Radiation-tolerant polarized solid target

TL;DR

This paper presents a novel radiation-tolerant polarized solid target operating at room temperature, demonstrating stable proton polarization under high-intensity irradiation, enabling advanced experiments in accelerator science.

Contribution

The study introduces a radiation-tolerant polarized solid target using Triplet-DNP at room temperature, with effective annealing for damage repair, advancing the practicality of high-intensity beam experiments.

Findings

Proton polarization of 3.0% achieved under irradiation.

Target maintained polarization up to 10^9 cps.

Radiation damage was visually observed and characterized.

Abstract

Polarized targets evolved into indispensable tools in particle and nuclear physics. However, the polarized solid target is degraded by high-intense beam irradiation, known as radiation damage due to target heating and radical generation.
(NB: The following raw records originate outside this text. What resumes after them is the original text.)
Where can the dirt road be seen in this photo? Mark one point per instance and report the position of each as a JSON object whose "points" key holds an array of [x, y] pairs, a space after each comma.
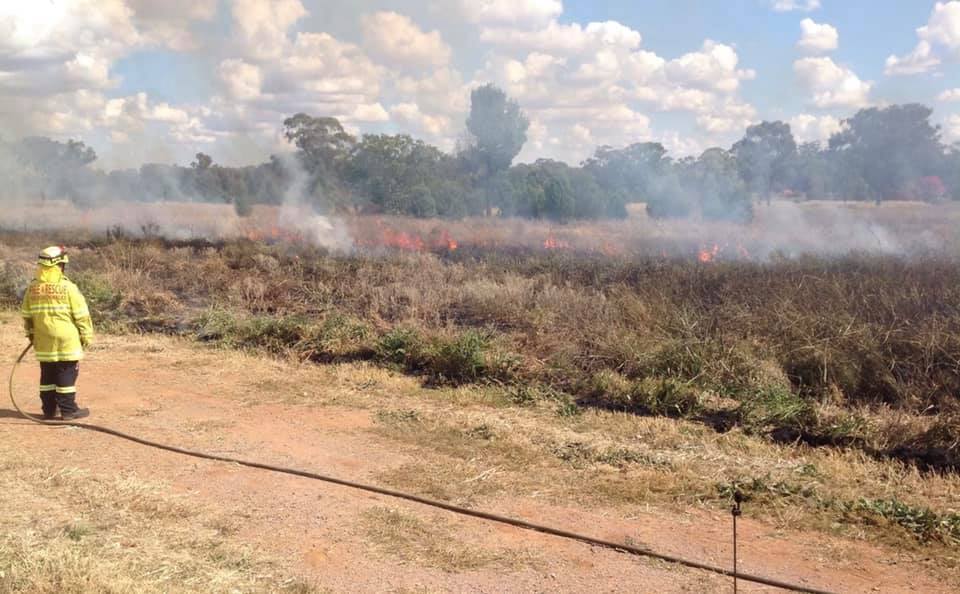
{"points": [[333, 538]]}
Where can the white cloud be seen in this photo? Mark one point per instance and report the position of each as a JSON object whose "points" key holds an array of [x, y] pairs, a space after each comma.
{"points": [[729, 117], [832, 85], [951, 128], [949, 95], [563, 39], [791, 5], [168, 22], [414, 120], [939, 39], [811, 128], [394, 39], [920, 60], [261, 25], [244, 81], [511, 12], [943, 28], [713, 68], [817, 38]]}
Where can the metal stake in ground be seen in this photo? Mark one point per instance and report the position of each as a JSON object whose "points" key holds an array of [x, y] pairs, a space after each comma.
{"points": [[735, 512]]}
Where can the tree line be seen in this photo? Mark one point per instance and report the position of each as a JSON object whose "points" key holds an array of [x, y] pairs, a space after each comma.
{"points": [[879, 154]]}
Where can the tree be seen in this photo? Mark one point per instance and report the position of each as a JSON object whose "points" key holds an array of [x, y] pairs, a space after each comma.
{"points": [[890, 147], [203, 162], [324, 149], [321, 140], [394, 174], [764, 155], [498, 129]]}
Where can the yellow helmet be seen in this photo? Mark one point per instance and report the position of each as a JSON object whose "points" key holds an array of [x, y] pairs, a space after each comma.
{"points": [[53, 255]]}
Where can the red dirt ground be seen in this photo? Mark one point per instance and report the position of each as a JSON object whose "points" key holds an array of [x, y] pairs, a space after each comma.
{"points": [[178, 393]]}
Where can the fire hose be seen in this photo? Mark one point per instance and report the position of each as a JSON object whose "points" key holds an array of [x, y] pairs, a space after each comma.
{"points": [[518, 523]]}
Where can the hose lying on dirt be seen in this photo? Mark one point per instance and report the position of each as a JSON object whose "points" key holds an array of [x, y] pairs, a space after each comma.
{"points": [[643, 552]]}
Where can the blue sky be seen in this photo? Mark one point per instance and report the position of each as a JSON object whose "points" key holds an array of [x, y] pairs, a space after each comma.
{"points": [[149, 81]]}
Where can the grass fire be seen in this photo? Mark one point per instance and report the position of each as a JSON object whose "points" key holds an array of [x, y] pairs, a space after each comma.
{"points": [[479, 296]]}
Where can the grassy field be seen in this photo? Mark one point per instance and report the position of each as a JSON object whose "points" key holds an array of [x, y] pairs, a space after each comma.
{"points": [[860, 350], [816, 371]]}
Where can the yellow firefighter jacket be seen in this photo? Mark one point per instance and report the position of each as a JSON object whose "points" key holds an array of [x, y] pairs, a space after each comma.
{"points": [[56, 317]]}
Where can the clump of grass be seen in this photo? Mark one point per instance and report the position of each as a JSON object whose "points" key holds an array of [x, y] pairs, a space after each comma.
{"points": [[432, 544], [398, 417], [650, 395]]}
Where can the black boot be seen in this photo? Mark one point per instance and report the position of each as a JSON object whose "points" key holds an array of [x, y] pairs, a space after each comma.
{"points": [[49, 400]]}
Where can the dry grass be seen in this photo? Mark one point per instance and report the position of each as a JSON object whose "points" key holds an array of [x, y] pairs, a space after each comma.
{"points": [[855, 351], [468, 454], [72, 532]]}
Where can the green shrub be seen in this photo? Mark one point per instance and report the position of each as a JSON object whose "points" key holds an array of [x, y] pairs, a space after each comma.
{"points": [[925, 524], [400, 346], [461, 359]]}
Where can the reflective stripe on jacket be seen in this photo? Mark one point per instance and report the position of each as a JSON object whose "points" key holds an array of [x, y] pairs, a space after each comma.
{"points": [[55, 315]]}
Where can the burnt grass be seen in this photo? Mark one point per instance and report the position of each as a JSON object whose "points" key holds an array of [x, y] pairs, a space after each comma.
{"points": [[858, 351]]}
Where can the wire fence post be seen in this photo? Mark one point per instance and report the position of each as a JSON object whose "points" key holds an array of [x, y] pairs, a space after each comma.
{"points": [[735, 512]]}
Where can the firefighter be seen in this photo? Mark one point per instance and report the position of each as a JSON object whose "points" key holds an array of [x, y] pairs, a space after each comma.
{"points": [[58, 323]]}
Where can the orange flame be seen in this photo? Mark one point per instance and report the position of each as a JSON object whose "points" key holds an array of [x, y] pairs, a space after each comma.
{"points": [[707, 255], [552, 243]]}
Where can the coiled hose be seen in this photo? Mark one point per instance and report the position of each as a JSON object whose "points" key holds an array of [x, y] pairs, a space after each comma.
{"points": [[641, 552]]}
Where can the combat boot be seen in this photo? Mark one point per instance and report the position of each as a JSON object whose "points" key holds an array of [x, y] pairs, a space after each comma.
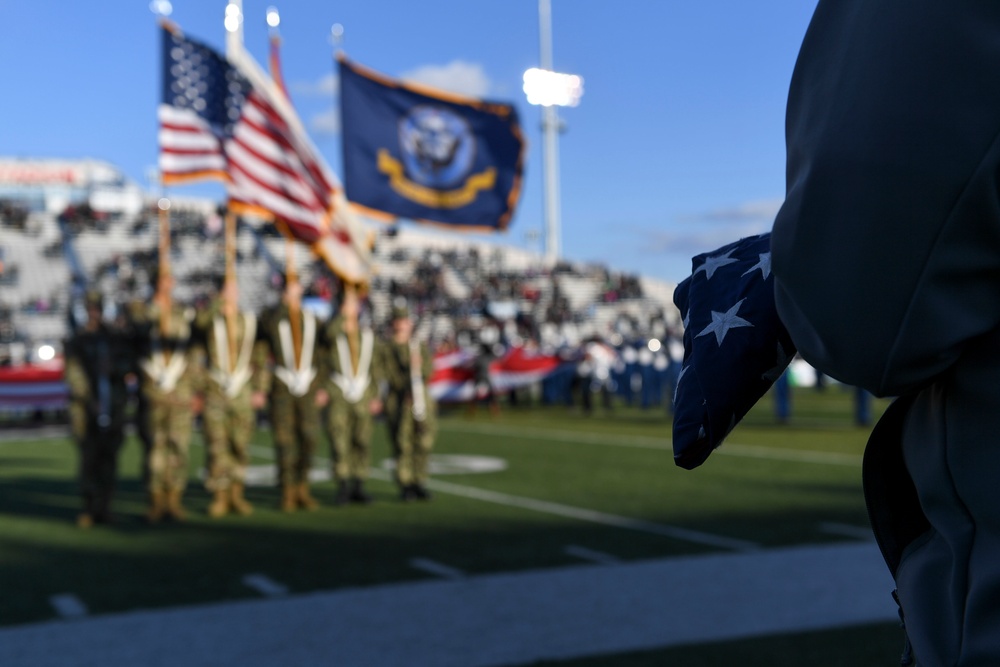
{"points": [[237, 501], [343, 494], [288, 498], [174, 510], [219, 506], [304, 498], [358, 493], [157, 507]]}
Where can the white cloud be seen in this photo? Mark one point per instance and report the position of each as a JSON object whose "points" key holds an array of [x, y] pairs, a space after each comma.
{"points": [[457, 76], [326, 123], [755, 211], [326, 86], [691, 243]]}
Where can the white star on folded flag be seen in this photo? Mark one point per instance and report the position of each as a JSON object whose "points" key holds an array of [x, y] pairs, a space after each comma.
{"points": [[764, 265], [720, 383], [723, 322], [713, 263]]}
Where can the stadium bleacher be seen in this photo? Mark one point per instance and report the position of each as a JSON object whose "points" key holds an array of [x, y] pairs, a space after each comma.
{"points": [[452, 284]]}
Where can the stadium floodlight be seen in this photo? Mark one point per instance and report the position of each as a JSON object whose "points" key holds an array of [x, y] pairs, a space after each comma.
{"points": [[234, 17], [546, 88], [550, 89], [161, 7], [273, 18]]}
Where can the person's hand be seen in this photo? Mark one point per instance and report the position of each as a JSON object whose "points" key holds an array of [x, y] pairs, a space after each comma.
{"points": [[322, 398]]}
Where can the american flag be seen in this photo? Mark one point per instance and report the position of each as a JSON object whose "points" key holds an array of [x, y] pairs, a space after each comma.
{"points": [[216, 123], [735, 346]]}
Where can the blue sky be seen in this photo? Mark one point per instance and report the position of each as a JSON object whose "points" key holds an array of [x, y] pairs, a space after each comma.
{"points": [[676, 148]]}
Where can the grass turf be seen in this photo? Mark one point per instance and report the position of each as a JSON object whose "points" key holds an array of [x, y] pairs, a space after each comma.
{"points": [[755, 488]]}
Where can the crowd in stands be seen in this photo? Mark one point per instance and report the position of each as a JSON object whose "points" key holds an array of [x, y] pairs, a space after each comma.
{"points": [[487, 302]]}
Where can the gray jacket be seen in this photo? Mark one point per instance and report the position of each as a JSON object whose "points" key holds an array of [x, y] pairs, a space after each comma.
{"points": [[887, 262]]}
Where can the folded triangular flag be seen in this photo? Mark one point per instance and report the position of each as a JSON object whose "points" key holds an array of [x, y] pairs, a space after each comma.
{"points": [[735, 346]]}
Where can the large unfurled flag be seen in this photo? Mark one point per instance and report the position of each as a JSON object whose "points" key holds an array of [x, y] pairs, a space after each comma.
{"points": [[454, 377], [735, 346], [427, 155], [229, 121]]}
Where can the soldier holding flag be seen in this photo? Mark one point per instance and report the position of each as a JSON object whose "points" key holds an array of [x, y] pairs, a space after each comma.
{"points": [[352, 370], [98, 360], [167, 382], [232, 389], [409, 407], [291, 336]]}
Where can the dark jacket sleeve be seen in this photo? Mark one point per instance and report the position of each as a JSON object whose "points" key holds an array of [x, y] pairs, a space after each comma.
{"points": [[886, 251]]}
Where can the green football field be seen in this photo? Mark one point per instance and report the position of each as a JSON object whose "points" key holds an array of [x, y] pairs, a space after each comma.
{"points": [[604, 484]]}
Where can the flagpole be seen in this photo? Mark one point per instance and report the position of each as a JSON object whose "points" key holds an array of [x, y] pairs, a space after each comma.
{"points": [[230, 292], [234, 28], [164, 274], [550, 145], [294, 305]]}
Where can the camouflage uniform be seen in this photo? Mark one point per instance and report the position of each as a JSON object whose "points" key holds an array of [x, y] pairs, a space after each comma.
{"points": [[351, 369], [97, 361], [295, 421], [169, 378], [228, 415], [412, 438]]}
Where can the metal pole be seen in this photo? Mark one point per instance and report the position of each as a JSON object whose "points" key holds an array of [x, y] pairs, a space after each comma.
{"points": [[550, 143]]}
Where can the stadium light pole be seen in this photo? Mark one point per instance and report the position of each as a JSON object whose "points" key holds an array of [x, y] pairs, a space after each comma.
{"points": [[550, 90]]}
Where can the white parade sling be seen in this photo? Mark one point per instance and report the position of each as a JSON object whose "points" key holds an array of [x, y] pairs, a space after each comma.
{"points": [[298, 378], [165, 374], [417, 382], [354, 384], [232, 383]]}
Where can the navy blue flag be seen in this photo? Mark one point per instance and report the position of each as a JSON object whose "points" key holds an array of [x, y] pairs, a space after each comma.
{"points": [[735, 346], [416, 153]]}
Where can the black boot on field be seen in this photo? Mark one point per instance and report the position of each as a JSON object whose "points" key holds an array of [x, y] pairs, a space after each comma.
{"points": [[408, 494], [343, 494], [358, 494]]}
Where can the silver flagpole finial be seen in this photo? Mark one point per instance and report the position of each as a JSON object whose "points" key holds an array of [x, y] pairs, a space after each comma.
{"points": [[161, 8]]}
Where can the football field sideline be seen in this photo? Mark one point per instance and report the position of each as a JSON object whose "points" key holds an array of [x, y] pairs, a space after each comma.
{"points": [[491, 620]]}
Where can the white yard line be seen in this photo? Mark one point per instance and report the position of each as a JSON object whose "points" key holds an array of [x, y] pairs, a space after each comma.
{"points": [[845, 530], [437, 569], [663, 444], [558, 509], [591, 555], [593, 516], [491, 620], [68, 606], [265, 585]]}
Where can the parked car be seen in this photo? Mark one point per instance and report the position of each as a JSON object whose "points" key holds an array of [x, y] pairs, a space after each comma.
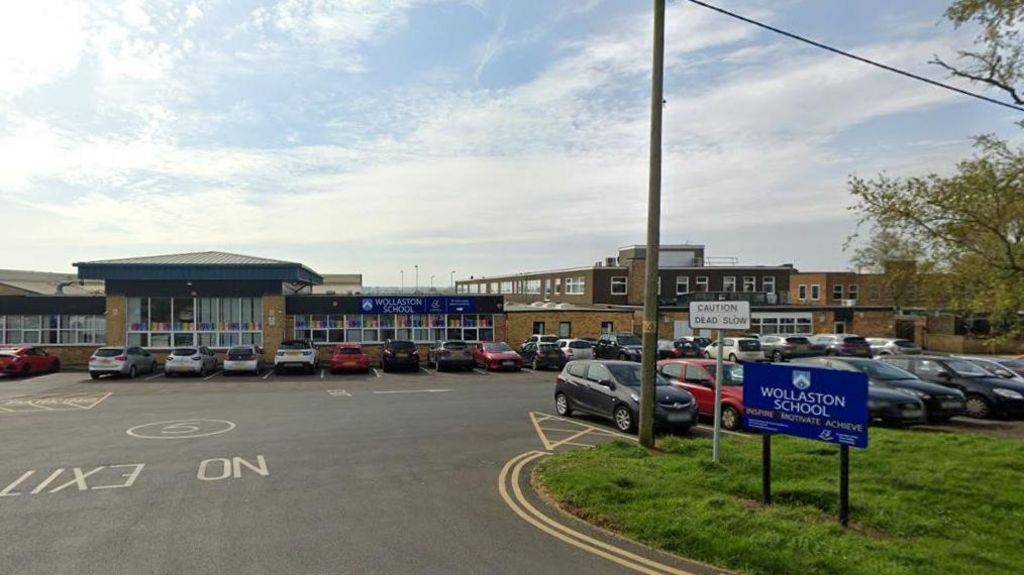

We demonstrated a radiation-tolerant polarized solid target operating at room temperature. An annealing allows the spontaneous repair of the damage by reducing unwanted radicals. Using a single crystal of $\it p$-terphenyl doped with 0.01 mol\% pentacene-$\it d$$_{14}$, Dynamic Nuclear Polarization using photoexcited triplet electrons (Triplet-DNP) was applied to proton spins at room temperature and in 0.39 T. For the proof of concept, a deuteron beam with an energy of 135 MeV/u and the intensities of 10$^7$-10$^9$ counts per second (cps) was irradiated. The proton polarization was determined to be 3.0\% $\pm$0.2\%$\rm{{(stat.)}}$ $\pm$0.1\%$\rm {{(sys.)}}$ from a scattering asymmetry. The polarization was almost not attenuated up to 10$^9$ cps, but the target crystal was yellowed. The visible-light absorption spectroscopy suggested irreversible radiation damage due to missing protons by the knock-out reaction. The room-temperature polarized solid target allows impractical experiments with the conventional target system, leading to a next-generation spin-dependent accelerator science.